WOTNXT and Narrominded present – Knollen en Citroenen, Qbus, Leiden 12/4/14

One minute bone splintering noise, the next a Spanish loon wearing boxing gloves miming to Beyoncé.

One minute bone splintering noise, the next a Spanish loon wearing boxing gloves miming to Beyoncé.

 

 

Too many bands! Honest, too many!  It’s not a bad thing to have so much variety and quality on one night – especially for 7 euros and especially in Leiden – but at times it felt we were undergoing a sort of sonic assault course, and by eleven o clock I was a spent force. So apologies to Templo Diez who sounded fine on what little we heard, and rocked their earnest alt-country/dark folk well enough, I’d just had all I could take. I was still deaf after Life Savings. Still, there was plenty to get excited about in this first WOTNXT/Narrominded collaboration. And it was good to see both CAB03 and Qbus stages being used for the whole event meaning a quick turnaround; even if this did leave you slightly disorientated; one minute bone splintering noise, the next a Spanish loon wearing boxing gloves miming to Beyoncé. But more of that later.  

Incendiary turned up in time to catch Groningen’s North To The Night whack out a solid and very tuneful set of slowcore / post rock shapes; a set that owed something to that first Godspeed! LP. NTTN look the part; lads in their middle thirties or a tad older, to a man sporting beards, truckers caps, and those downbeat teeshirts advertising burger joints in Illinois or somewhere no-one in the room’s actually been to.

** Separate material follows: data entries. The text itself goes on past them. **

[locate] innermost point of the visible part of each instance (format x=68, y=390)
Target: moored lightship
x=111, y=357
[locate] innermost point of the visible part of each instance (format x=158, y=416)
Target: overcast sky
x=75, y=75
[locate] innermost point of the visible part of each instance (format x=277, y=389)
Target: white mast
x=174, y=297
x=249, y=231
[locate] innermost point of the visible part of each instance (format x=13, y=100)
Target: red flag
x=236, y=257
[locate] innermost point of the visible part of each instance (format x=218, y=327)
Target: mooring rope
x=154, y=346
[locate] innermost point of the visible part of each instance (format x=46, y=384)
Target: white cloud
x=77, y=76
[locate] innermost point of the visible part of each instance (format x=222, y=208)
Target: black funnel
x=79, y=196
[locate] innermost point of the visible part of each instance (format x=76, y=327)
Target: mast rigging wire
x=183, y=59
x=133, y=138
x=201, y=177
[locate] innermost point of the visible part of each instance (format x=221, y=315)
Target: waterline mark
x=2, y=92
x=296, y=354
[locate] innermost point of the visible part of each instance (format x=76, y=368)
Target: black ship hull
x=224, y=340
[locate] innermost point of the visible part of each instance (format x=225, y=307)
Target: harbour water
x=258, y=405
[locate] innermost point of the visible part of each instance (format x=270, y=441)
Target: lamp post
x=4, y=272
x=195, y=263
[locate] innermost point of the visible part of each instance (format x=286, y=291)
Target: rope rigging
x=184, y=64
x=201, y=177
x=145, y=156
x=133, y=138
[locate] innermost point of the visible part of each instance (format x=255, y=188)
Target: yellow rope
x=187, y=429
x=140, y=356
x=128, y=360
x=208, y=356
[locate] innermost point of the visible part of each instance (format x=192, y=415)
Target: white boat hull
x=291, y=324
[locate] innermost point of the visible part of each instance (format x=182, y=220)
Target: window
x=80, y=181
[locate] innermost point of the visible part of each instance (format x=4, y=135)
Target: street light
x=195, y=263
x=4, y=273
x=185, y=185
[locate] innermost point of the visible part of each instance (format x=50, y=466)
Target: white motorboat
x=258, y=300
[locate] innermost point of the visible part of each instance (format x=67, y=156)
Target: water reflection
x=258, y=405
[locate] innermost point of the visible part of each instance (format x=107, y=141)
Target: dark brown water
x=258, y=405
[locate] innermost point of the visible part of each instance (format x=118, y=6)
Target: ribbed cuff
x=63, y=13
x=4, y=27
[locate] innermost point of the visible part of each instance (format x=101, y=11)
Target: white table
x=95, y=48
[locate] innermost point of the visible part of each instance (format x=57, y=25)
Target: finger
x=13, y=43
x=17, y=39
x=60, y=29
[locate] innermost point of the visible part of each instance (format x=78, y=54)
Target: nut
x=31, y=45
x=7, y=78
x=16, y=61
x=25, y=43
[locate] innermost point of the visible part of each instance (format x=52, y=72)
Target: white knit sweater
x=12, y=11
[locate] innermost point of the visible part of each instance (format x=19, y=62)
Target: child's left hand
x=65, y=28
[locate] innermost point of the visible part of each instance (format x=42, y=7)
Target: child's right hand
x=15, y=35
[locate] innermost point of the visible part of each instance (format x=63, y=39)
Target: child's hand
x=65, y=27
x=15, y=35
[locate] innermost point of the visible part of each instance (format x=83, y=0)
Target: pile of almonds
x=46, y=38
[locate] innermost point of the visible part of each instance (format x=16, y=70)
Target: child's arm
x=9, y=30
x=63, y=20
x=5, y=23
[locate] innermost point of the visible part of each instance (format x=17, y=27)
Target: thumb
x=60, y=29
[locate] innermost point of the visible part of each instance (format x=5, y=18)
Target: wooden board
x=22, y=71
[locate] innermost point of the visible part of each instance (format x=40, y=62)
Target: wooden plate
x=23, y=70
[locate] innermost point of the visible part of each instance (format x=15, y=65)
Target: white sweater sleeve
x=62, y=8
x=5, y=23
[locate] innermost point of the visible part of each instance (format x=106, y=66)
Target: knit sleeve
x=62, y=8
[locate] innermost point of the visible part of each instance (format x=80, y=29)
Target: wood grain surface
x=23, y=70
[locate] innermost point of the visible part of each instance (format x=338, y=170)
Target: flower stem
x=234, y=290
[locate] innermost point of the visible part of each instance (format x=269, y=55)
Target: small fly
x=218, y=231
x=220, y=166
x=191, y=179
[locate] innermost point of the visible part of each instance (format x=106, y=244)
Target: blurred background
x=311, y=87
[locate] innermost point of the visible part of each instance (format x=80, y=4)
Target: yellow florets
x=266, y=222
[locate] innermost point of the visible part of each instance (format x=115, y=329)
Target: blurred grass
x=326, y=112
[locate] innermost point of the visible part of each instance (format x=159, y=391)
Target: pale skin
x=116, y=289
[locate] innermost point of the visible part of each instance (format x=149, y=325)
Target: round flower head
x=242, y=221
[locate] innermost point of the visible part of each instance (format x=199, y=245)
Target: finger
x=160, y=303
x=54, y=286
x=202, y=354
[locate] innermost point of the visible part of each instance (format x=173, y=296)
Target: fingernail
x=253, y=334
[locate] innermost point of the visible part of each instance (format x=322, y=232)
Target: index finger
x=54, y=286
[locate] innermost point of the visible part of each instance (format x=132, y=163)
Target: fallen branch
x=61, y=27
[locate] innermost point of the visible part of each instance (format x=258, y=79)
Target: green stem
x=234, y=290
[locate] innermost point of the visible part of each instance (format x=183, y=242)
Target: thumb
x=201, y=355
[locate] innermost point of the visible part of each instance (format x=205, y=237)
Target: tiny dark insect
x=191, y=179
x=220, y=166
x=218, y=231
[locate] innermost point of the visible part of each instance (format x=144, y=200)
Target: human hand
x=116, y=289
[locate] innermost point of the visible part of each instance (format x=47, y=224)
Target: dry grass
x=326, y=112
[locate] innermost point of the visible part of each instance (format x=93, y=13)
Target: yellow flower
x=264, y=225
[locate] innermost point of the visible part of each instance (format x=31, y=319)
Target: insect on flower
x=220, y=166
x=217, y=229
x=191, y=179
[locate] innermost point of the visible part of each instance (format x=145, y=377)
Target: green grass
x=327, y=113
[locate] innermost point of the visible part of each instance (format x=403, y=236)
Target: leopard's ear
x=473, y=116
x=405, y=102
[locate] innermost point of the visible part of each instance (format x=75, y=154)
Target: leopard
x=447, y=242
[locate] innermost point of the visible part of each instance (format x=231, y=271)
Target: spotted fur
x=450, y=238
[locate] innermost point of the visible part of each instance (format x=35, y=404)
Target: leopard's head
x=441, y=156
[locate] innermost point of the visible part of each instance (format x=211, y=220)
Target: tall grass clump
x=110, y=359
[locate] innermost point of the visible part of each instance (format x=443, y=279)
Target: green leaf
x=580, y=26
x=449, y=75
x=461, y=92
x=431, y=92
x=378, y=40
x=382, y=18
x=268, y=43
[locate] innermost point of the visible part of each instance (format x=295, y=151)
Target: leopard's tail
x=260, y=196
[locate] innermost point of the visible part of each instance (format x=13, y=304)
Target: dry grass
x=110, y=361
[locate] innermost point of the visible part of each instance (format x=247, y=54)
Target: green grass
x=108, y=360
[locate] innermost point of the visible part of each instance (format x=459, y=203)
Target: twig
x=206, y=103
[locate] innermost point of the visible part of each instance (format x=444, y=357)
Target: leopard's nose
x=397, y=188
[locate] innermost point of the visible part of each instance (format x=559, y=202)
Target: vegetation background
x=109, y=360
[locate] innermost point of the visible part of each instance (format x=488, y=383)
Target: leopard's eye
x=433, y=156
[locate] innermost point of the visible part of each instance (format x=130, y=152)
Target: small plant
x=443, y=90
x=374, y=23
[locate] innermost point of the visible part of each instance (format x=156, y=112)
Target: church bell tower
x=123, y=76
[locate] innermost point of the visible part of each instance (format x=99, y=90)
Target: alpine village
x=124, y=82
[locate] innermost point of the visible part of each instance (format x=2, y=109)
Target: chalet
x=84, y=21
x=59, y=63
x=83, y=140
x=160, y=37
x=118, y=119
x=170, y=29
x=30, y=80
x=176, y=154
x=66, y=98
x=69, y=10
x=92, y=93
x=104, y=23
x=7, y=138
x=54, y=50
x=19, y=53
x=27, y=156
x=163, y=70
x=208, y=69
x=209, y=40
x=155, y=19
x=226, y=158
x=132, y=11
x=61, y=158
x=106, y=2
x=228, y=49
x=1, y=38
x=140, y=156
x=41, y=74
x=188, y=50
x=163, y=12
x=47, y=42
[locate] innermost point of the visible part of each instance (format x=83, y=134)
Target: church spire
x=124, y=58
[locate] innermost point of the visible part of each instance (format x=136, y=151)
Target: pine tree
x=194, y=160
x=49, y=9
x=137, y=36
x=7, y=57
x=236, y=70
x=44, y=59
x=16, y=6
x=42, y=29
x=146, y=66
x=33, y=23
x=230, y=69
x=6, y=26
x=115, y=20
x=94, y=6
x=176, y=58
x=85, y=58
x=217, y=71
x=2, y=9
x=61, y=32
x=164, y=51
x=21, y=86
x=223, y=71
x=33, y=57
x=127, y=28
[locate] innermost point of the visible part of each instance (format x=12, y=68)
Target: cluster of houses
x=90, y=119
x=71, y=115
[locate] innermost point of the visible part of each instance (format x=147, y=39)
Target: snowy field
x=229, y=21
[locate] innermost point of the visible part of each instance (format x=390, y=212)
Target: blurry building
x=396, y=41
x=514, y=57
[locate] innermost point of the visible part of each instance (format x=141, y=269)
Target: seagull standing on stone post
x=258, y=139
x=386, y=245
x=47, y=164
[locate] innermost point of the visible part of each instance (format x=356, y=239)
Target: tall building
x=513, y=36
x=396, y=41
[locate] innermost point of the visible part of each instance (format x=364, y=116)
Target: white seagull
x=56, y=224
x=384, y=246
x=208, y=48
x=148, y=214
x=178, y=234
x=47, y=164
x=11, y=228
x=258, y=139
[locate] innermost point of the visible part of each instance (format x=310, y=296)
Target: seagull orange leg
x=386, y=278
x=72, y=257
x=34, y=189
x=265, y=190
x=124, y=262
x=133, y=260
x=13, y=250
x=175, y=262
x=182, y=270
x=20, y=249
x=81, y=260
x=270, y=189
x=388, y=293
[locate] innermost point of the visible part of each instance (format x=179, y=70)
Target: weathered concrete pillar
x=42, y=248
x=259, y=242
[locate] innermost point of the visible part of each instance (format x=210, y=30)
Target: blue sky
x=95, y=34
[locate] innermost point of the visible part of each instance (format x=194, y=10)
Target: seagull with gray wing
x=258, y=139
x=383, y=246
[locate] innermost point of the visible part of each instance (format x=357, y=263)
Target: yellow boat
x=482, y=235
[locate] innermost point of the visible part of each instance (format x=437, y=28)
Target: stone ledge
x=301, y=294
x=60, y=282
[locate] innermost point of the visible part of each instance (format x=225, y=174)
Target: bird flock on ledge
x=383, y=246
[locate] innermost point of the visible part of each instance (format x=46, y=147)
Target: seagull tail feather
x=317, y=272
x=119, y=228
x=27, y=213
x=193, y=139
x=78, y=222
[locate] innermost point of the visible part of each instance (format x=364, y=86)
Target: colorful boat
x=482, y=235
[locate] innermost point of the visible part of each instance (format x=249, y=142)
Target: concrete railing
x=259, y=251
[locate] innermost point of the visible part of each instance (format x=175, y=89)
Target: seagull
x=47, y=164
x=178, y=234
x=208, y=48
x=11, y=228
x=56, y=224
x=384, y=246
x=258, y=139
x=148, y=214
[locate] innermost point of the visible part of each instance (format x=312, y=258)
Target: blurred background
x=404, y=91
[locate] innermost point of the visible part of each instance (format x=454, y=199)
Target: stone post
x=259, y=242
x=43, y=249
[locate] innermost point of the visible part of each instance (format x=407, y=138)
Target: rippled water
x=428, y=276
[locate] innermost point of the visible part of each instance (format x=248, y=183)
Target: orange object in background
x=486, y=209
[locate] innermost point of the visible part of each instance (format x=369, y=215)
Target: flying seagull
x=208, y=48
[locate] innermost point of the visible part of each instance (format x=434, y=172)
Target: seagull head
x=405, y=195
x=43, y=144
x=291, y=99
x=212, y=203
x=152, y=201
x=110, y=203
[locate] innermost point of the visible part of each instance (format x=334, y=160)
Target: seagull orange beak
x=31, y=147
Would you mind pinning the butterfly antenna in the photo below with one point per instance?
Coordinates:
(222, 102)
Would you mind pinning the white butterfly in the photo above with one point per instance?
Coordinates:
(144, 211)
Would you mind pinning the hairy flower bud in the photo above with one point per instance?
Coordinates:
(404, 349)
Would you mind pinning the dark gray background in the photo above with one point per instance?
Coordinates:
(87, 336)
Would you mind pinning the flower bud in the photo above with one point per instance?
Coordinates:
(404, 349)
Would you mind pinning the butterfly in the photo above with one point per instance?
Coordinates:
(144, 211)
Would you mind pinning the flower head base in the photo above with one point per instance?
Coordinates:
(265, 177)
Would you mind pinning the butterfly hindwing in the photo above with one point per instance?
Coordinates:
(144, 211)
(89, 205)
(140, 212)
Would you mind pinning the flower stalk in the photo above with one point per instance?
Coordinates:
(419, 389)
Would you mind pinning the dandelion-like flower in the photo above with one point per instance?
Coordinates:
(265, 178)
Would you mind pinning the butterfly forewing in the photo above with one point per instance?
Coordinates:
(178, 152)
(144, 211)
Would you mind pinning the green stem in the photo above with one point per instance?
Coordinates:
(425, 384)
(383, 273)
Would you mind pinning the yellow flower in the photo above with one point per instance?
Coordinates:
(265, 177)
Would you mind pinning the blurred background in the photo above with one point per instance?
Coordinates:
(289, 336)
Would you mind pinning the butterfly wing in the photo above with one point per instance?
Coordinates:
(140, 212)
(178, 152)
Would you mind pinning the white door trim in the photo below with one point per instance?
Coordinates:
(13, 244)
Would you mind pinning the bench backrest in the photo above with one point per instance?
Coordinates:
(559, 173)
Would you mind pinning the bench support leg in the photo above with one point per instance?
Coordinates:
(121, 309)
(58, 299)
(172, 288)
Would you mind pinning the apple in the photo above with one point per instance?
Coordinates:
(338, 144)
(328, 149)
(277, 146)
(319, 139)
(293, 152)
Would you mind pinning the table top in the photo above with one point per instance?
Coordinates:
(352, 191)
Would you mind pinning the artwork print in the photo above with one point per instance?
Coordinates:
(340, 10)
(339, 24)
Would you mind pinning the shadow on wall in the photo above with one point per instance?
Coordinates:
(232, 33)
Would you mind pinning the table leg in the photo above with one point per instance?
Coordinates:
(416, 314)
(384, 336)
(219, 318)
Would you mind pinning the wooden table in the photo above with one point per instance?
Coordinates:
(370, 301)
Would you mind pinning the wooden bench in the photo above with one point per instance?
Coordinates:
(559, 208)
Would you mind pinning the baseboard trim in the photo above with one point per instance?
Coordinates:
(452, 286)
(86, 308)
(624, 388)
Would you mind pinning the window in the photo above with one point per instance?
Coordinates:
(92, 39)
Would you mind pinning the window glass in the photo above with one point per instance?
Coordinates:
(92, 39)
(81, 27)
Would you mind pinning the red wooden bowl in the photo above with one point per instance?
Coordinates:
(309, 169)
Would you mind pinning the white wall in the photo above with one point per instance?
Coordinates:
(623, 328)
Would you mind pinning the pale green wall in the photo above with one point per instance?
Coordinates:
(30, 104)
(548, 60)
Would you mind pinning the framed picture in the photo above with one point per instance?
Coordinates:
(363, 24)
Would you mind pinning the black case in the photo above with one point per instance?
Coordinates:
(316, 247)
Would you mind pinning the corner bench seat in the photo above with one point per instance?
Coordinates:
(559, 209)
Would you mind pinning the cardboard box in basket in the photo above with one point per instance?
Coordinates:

This was dedicated stuff and their songs reflected this dedication; you were pretty sure they weren’t going to start running through You Can’t Hide Your Love Forever anytime soon. Still, regardless of the jaded way reviewers pick up on material signifiers (and consequently start to pre-judge) we should give the band some leeway. The songs were powerful, crunching, and pretty well balanced – at times, especially in the slow melodic descends – reminding this reviewer of the stuff Sophia do. There was a nice richness to them, a rounded, whole and very pleasing sound that carried incredibly well. Plus the sound snippets and snatches of samples fitted snugly and convincingly into the material; which isn’t always the case. Pleasantly surprised!

After this we trotted over to CAB to take in the collaboration between Coen Oscar Polack and Herman Wilken. This was a completely different thing; the sort of sounds you associate with Narrominded. You know, serious lads, making noises with laptops. In the gloaming of CAB we got slabs of white noise in the mid-range, roughly divided into three or four “movements”; a sort of “cement mixer’s mix” of glitchcore, musique concrète and Terry Riley/Dream Academy style musings. Certainly the Riley-esque melancholy was pretty apparent – strong and streaming in fact – when the guitar and sax melodies were strung haplessly across the void, letting things get primaeval. At times the opaqueness of the sound led to a certain disorientation, one or two mid passages seemed pretty rudderless, but hey, with this sort of music you need patience, and an approach that isn’t linear; and things slowly things evolve in these huge sound-forms that can make some sort of sense, and, whisper it, even be pleasing. Top stuff.

Then back to Qbus for Pedro De La Hoya, who gave a gig full of what could be described as wanton and shameless cabaret, or thirty minutes of good clean fun. It’s all a matter of taste, as Kenny Everett used to lisp. De La Hoya’s muse drives him on to wear boxing gloves, chide his audience into forming a sort of tambourine orchestra to accompany him, and to play trombone along to awful radio hits like Survivor’s Eye of the Tiger. It’s shameless, frenetic and daft. Whilst difficult to describe without resorting to sarcasm or hyperbole, the gig was enjoyable in a pantomime way. He just kept doing the same thing over and over, and it seemed to work; mainly because, like one of those jugglers on the street he knew that if there was any slip in concentration or determination from him, it would mean that we’d be off. And balanced against that ruthless side was a sort of messy rawk charm; obviously well-schooled in the pretensions of the genre, De La Hoya  kept imitating those private, pent up moments of release in front of the bedroom mirror. Air guitar with trombone. Miming to Beyoncé and (as an encore of sorts) Nirvana’s Smells Like Teen Spirit. Somehow it worked; we clapped and shook our tambourines. We laughed at the (honestly) funny/tragic “last lad at the disco” tomfoolery and were quietly impressed by his antics on trombone, drums and guitar. An impressive gig, no doubt. That’s his life mapped out.

CAB was waiting; and this time it held something that I’d normally associate with CAB; rock. Life Savings boast Katadreuffe dudes who like to rock hard. Frankly we took three songs and evacuated the premises to ensure our eardrums wouldn’t crack. Someone shut the door too, meaning the suffering audience began to vibrate with the racket, the room pulsating in a deep rhythmic throb. SHATTERING noise levels aside, Life Savings have a rich and crunching rock noise that reminds me of the clanking tanks make when being tested out on manoeuvres. I hope they take that as a compliment. And they have – on what little evidence I could garner – some good rocking tunes too.  

After this we needed time to shake our brains into the correct position After seeing Templo Diez warm up, we hit the sack. Too much, man! Too much!